Le terme de clef semblait tout à fait hors de propos, la relique était en réalité une étrange armature métallique cubique contenant une sphère translucide dans laquelle on pouvait voir plusieurs éclairs se former par intermittence. Deux bornes permettaient de la brancher. La relique ressemblait ni plus ni moins à une ordinaire batterie. La gardienne déposa l’objet sur la table devant Asnath et Noem’Aeda.

- Les filles, voici la Clef des Profondeurs.

- Pourquoi est-ce que vous avez choisi ce nom ? s’informa l’humaine en se penchant avec curiosité.

- Parce que nous avons toujours l’espoir que cet objet nous donnera les moyens de retrouver notre capitale, qu’il en est la clef. L’entreprise de désinfection de Gnomeregan est colossale. Si jamais nous parvenons à trouver un moyen de nous débarrasser des radiations, toute l’énergie de la Clef sera nécessaire pour enfin pouvoir considérer l’infection comme un mauvais souvenir.
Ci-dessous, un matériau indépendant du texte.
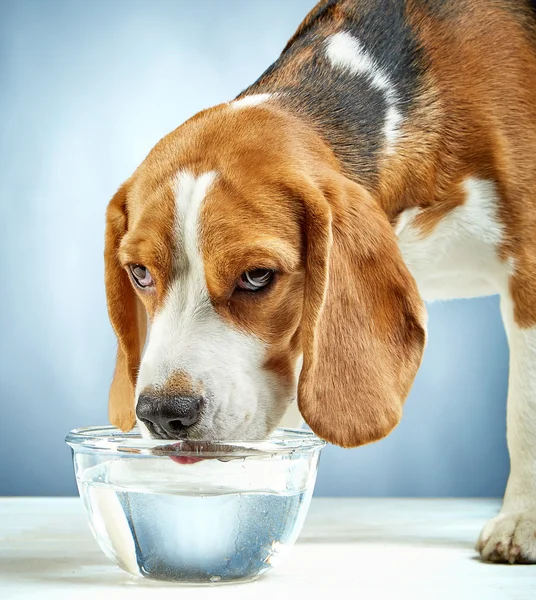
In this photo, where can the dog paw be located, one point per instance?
(509, 537)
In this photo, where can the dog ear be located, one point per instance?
(364, 323)
(127, 315)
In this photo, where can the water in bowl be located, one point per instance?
(182, 528)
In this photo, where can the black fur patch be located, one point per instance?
(345, 108)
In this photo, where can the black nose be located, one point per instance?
(168, 415)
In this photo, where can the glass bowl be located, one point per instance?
(195, 512)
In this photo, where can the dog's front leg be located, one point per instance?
(511, 536)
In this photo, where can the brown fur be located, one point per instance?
(283, 200)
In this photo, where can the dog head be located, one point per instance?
(243, 270)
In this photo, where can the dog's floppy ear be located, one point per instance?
(363, 325)
(127, 315)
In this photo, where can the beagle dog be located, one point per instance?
(279, 248)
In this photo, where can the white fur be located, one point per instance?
(458, 260)
(513, 531)
(252, 100)
(188, 335)
(346, 52)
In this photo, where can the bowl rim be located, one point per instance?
(108, 439)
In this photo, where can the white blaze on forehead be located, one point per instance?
(190, 193)
(188, 335)
(252, 100)
(344, 51)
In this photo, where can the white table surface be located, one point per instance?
(349, 548)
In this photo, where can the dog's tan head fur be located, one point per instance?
(242, 188)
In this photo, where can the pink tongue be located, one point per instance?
(185, 460)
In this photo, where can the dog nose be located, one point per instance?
(168, 415)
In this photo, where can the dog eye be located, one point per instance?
(255, 280)
(141, 275)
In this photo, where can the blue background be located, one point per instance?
(87, 89)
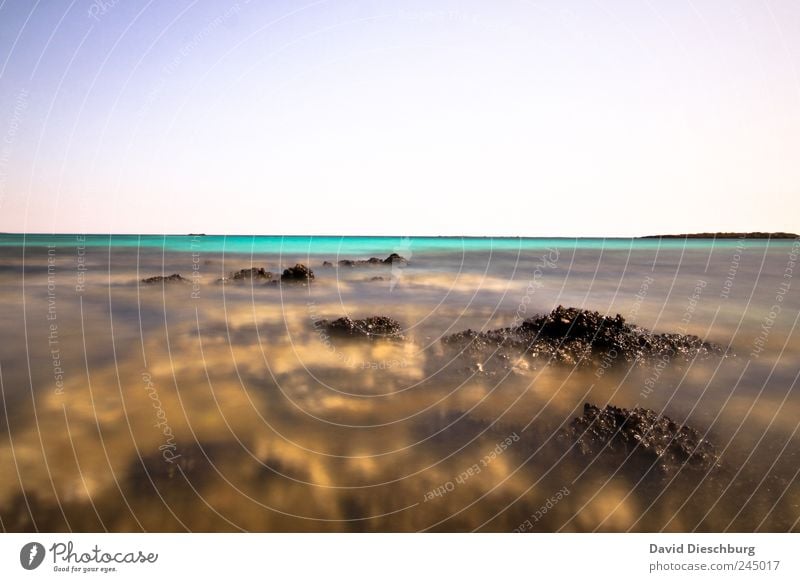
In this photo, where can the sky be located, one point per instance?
(369, 117)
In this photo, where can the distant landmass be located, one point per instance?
(726, 235)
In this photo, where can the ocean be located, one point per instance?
(204, 405)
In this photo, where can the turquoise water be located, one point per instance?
(377, 245)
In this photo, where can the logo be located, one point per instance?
(31, 555)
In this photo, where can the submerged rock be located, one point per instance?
(640, 436)
(297, 273)
(372, 261)
(580, 337)
(376, 327)
(252, 273)
(395, 258)
(174, 278)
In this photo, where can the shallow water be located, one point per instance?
(212, 407)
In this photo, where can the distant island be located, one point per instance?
(726, 235)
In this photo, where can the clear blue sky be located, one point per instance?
(383, 117)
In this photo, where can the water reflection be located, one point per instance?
(227, 411)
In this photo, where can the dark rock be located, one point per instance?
(640, 436)
(376, 327)
(372, 261)
(395, 258)
(252, 273)
(579, 337)
(174, 278)
(297, 273)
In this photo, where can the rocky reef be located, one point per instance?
(639, 436)
(579, 337)
(298, 273)
(392, 259)
(376, 327)
(174, 278)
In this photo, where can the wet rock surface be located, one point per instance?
(579, 337)
(252, 273)
(174, 278)
(376, 327)
(639, 436)
(298, 273)
(392, 259)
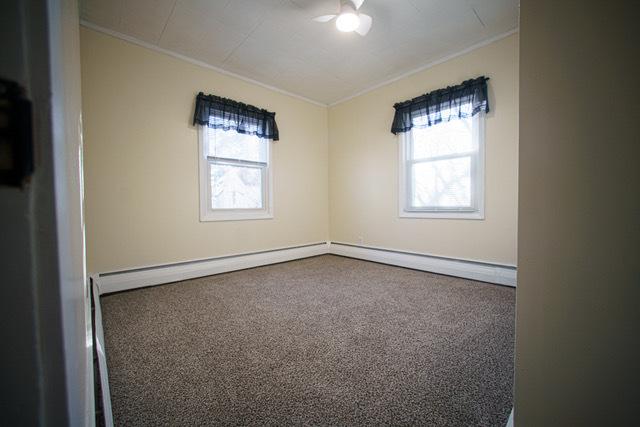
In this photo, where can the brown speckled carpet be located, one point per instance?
(319, 341)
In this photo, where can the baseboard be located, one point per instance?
(468, 269)
(102, 355)
(159, 274)
(510, 422)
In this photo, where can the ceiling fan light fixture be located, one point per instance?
(347, 22)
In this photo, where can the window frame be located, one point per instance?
(207, 213)
(477, 172)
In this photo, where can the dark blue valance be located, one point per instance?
(222, 113)
(442, 105)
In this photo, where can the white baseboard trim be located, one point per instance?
(160, 274)
(102, 355)
(510, 422)
(483, 271)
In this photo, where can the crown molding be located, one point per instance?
(193, 61)
(427, 66)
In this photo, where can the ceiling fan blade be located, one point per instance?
(365, 24)
(357, 3)
(324, 18)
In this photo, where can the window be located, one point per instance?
(235, 176)
(442, 169)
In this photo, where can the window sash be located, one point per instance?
(409, 168)
(476, 159)
(207, 211)
(212, 161)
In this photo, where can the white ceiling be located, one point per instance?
(276, 43)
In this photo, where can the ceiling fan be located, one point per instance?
(349, 18)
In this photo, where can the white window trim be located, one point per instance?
(207, 214)
(404, 188)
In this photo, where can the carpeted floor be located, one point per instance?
(319, 341)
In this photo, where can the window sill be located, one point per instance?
(442, 215)
(234, 216)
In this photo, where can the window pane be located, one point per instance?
(442, 183)
(233, 145)
(443, 139)
(236, 187)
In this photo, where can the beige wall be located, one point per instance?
(363, 164)
(577, 338)
(141, 161)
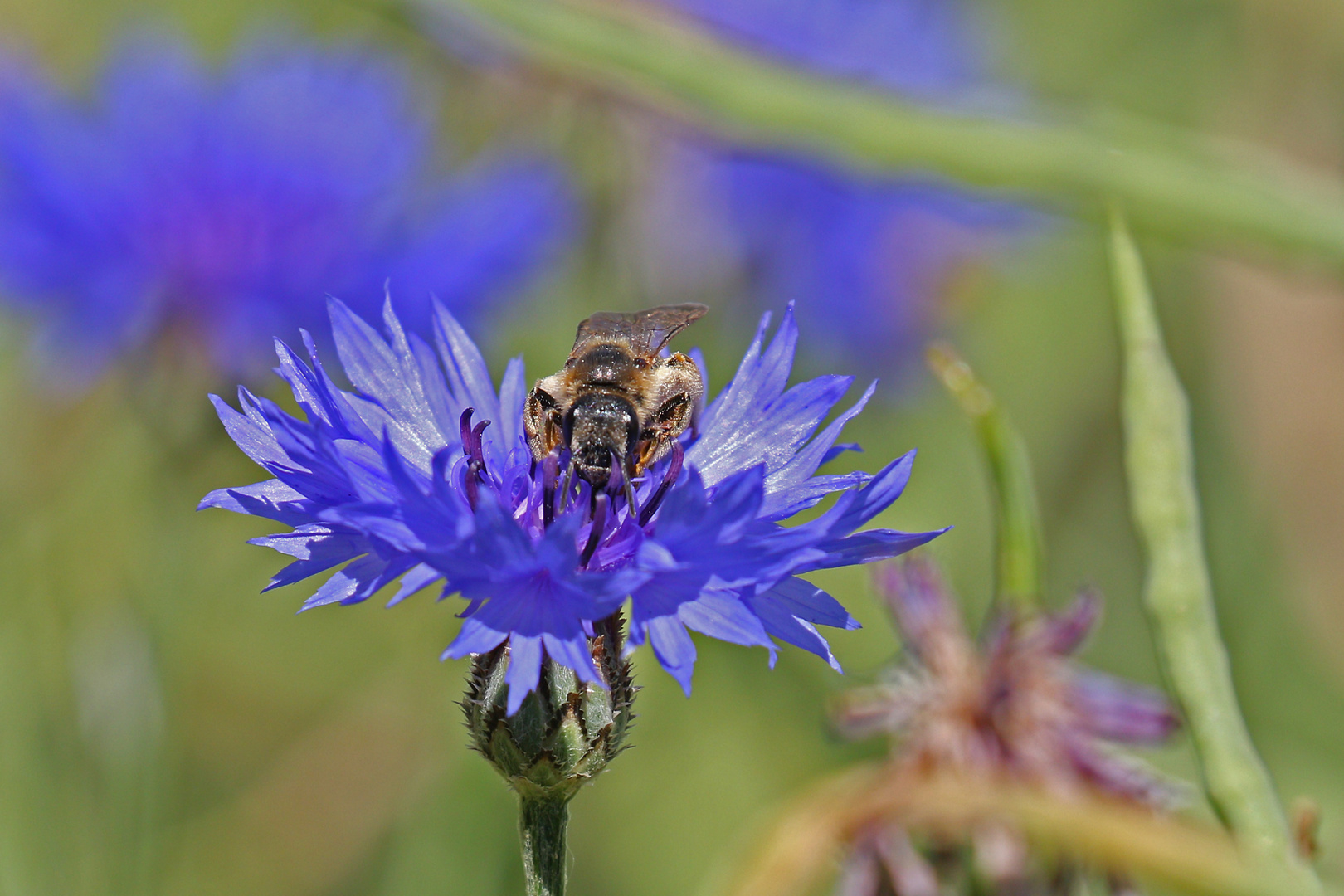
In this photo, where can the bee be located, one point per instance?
(617, 399)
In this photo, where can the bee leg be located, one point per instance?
(550, 472)
(670, 477)
(628, 484)
(565, 485)
(596, 529)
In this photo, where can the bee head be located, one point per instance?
(598, 426)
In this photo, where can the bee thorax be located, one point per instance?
(601, 426)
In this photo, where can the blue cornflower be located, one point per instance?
(227, 203)
(863, 257)
(424, 475)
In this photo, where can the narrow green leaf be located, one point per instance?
(1160, 466)
(1019, 568)
(1172, 182)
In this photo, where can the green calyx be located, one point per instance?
(565, 733)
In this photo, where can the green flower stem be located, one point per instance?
(542, 825)
(1160, 465)
(1019, 572)
(1168, 180)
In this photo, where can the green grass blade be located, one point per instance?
(1168, 182)
(1160, 465)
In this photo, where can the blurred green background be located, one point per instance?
(164, 728)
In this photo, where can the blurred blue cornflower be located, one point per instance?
(225, 204)
(864, 257)
(1012, 707)
(425, 475)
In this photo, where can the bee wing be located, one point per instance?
(645, 332)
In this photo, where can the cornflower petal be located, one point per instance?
(229, 201)
(422, 475)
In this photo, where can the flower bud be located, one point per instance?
(565, 733)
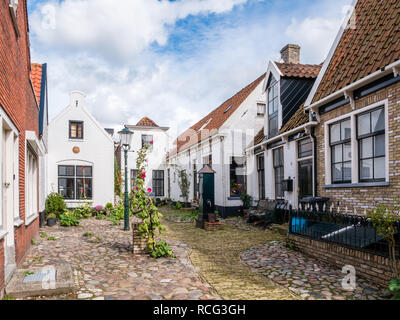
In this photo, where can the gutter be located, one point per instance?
(284, 135)
(394, 67)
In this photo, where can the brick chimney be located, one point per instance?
(291, 53)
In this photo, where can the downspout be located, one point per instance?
(315, 162)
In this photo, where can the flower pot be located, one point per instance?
(212, 217)
(51, 222)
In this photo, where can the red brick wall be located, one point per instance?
(365, 197)
(18, 100)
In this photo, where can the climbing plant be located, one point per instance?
(144, 208)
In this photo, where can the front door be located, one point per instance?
(305, 179)
(7, 159)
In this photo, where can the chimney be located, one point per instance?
(291, 53)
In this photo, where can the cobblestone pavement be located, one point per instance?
(307, 277)
(217, 255)
(105, 269)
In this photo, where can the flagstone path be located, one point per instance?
(105, 269)
(307, 277)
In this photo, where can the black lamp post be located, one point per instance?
(126, 140)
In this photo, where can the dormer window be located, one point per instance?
(273, 103)
(76, 130)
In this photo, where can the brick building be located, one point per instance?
(19, 152)
(356, 102)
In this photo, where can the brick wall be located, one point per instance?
(365, 197)
(18, 100)
(368, 266)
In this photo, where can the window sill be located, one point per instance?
(3, 234)
(18, 222)
(357, 185)
(30, 219)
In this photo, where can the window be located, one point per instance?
(75, 182)
(76, 130)
(32, 183)
(133, 178)
(279, 172)
(273, 102)
(340, 143)
(305, 148)
(261, 176)
(147, 140)
(371, 145)
(237, 176)
(260, 109)
(158, 183)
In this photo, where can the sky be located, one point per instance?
(172, 61)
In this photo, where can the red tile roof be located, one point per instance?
(211, 123)
(36, 76)
(298, 70)
(372, 44)
(146, 122)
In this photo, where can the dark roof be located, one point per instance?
(298, 70)
(146, 122)
(371, 44)
(210, 124)
(298, 119)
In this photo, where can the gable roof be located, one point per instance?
(364, 48)
(298, 70)
(36, 76)
(146, 122)
(211, 123)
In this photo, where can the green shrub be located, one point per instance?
(161, 250)
(55, 205)
(69, 219)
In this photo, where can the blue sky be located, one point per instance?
(173, 61)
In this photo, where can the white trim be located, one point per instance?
(354, 142)
(322, 72)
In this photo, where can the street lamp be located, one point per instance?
(126, 140)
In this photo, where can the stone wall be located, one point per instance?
(365, 198)
(368, 266)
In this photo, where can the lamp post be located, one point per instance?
(126, 140)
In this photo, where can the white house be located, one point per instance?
(146, 131)
(220, 140)
(280, 161)
(81, 156)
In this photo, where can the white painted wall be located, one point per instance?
(96, 149)
(231, 140)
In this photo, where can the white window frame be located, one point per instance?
(354, 144)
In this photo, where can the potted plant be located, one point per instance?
(51, 219)
(246, 199)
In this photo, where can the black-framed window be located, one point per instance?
(76, 130)
(75, 182)
(340, 143)
(273, 103)
(133, 178)
(261, 176)
(237, 176)
(147, 140)
(372, 145)
(305, 148)
(158, 183)
(279, 172)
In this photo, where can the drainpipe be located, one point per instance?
(315, 162)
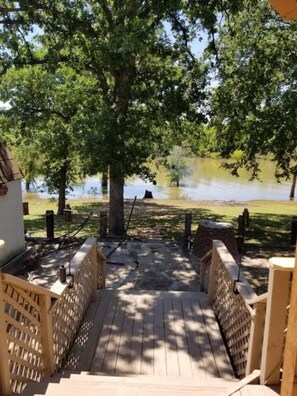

En attendant, j’ai été chargée par les miens de garder la Clef à l’abri.

- Si je puis me permettre, pourquoi as-tu été choisie ? demanda la draeneï, je veux dire que…

Nouveau regard noir de la part d’Ellécnite qui décida de ne plus regarder qu’Asnath.

- Je ne suis certes pas la personne la plus puissante sur Azeroth. Cependant, le problème est surtout de faire en sorte que jamais la Clef des Profondeurs ne tombe dans de mauvaises mains. Un moyen comme un autre est de la donner à un gardien qui vive à l’écart de tout. Comme depuis la catastrophe je n’ai jamais quitté ce lieu plus d’un mois et que ma maison est isolée, la relique m’a été confiée.

Les deux invitées acquiescèrent, c’était un choix compréhensible.

- Mais tout à l’heure, répliqua Asnath, tu as réagis quand nous avons parlé de Tassanya et d’Omundron…

- Oui, continua Ellécnite, il y a six jours, j’ai reçu un message de la Gardienne de la Larme. Elle souhaitait me parler.

- A quel sujet ?

- Tassanya et moi nous connaissons bien. Nous nous étions rencontrées lorsque les dirigeants de l’Alliance avaient décidé que les deux gardiennes devaient se connaître. Nous nous sommes vues à Hurlevent le lendemain, elle voulait me parler de leur projet, à elle et Omundron. Une folie, je ne me suis pas gênée pour le leur dire d’ailleurs.

- Que voulaient-ils faire ? demanda Asnath avec précipitation.

Ellécnite détourna le regard et lâcha un long soupir.

- Tu ne vas pas aimer, Asnath. Mais ils ont pour projet d’utiliser la puissance de la Larme d’Elune pour aller purifier la Malbrèche.

- Pardon ?

- Tu as bien entendu, ils sont persuadés qu’il est possible de rendre ce lieu à la nature. De la part de deux elfes, cette idée ne m’étonne pas. Mais là n’est pas le pire… Asnath, ils veulent aussi voir s’ils peuvent purifier la ville de Stratholme.